As some would have it, women are simply more peace-prone than men. Political Scientist Valerie M. Hudson wrote in Foreign Policy, “we…know through experimental studies that post-conflict agreements that are negotiated without women break down faster than those that do include women, and that all-male groups take riskier, more aggressive, and less empathetic decisions than mixed groups—two phenomena that may lead to higher levels of interstate conflict.” Writing with co-authors in the book Sex and World Peace, Hudson also suggests, citing empirical evidence, that women are more risk averse and less corrupt.

Even if this is all true on average, though—and ignoring the thorny question of nature versus nurture—averages say nothing about qualities possessed by individuals, and women who rise to the top of international politics do not appear to be exceptionally peaceable. They do seem to have learned to couch their justifications for war in socially acceptable terms. In March, when American UN Ambassador Nikki Haley stepped before a microphone to defend her country’s need to possess a nuclear arsenal, she said, “As a mom, as a daughter, there is nothing I want more for my family then a world with no nuclear weapons, but we have to be realistic.” She made me think of Jodie Foster’s character in the sci-fi movie Elysium. Delacourt is the defense minister of an idyllic space station, to which the rich and lucky of Earth have absconded to get away from the hellscape they created down below. Delacourt’s aggressive bonafides are established when she orders several shuttles full of illegal immigrants, trying to get to the Eden she protects, shot down. Called before a sort of galactic Congressional panel to defend her harsh tactics, she says, “I’m a patriot. I’m the one protecting our children from the great unwashed.” Message: Advocating great violence to other humans is unseemly, but advocating great violence to other humans as a mother is totally okay.

Men are not above invoking this female prerogative.
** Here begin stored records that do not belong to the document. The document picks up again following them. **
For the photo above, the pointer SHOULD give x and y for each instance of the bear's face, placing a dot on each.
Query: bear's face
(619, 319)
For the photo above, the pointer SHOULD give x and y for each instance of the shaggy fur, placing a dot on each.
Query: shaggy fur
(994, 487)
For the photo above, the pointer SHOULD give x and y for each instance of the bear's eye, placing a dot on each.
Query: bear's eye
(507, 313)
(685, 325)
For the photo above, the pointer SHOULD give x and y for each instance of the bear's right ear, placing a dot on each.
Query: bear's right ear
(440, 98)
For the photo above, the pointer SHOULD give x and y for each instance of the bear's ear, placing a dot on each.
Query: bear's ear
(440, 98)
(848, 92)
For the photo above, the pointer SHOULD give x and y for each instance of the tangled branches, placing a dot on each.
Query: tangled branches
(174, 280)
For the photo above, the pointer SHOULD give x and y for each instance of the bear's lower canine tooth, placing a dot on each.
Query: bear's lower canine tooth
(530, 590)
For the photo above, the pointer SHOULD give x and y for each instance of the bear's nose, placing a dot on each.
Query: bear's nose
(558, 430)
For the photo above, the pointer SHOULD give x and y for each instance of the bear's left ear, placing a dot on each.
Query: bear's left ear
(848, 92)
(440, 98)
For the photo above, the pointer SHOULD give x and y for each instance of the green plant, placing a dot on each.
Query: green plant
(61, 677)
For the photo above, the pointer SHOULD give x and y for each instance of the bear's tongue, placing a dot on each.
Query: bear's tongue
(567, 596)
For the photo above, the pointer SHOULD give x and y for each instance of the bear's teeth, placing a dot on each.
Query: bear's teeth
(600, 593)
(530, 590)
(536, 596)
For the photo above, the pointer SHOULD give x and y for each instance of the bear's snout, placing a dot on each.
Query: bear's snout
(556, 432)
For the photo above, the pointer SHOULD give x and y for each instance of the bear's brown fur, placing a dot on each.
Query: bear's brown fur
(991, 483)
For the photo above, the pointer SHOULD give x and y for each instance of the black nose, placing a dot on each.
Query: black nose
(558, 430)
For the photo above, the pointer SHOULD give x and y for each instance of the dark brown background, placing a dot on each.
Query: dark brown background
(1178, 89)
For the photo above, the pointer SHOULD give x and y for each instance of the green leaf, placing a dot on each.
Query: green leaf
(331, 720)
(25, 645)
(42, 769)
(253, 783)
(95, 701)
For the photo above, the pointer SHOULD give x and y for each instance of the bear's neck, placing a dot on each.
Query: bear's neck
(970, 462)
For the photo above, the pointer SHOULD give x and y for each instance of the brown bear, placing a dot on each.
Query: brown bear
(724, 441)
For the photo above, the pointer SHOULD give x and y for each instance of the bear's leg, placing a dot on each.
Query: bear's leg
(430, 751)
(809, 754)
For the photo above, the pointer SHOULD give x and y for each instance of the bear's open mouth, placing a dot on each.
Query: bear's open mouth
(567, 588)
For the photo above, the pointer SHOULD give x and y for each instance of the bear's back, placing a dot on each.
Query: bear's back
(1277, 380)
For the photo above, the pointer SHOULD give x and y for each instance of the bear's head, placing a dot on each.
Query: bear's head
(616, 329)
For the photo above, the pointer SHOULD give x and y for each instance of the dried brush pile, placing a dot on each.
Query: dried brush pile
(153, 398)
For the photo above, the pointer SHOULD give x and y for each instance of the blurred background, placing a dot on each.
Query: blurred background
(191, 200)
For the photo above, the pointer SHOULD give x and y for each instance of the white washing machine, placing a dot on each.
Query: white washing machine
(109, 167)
The US president’s son Eric Trump told a British newspaper that his sister Ivanka Trump, “a mother of three kids” who was “heartbroken and outraged” by the Syrian regime’s chemical weapons attack on civilians, influenced her father to respond. He did so by launching 59 cruise missiles at a Syrian government air base.

But if it’s not some part of their fundamental nature, why are there so many women peace leaders?

Perhaps it’s because women are disenfranchised in greater numbers and more ways than men. They are more often outsiders to the corridors of power. Women who have led peace movements have done so after finding themselves voiceless—unconsulted as to whether war goals were worth the risks taken. With less access to traditional political machinery and money and patronage, leading from the street, or the Internet, is a logical choice. To be sure, in many Western democracies, women are not outsiders to the extent they once were, but the legacy of seizing the reins when state and society have failed in their duty to protect survives as a tradition.

The new movement to ban the bomb is, likewise, about the previously voiceless speaking up. The fact that random innocent civilians all over the world are at risk of dying in a nuclear conflagration is a clear-cut failure. Having noted that the world’s nuclear-armed governments aren’t correcting the problem with much urgency, the voiceless have found a voice. Disgusted by a group of men waffling ineffectively about an armistice, Wonder Woman exclaims, “I’m the men who can.” The women marching to ban the Bomb are the men who can defeat our real-life Dr. Poisons.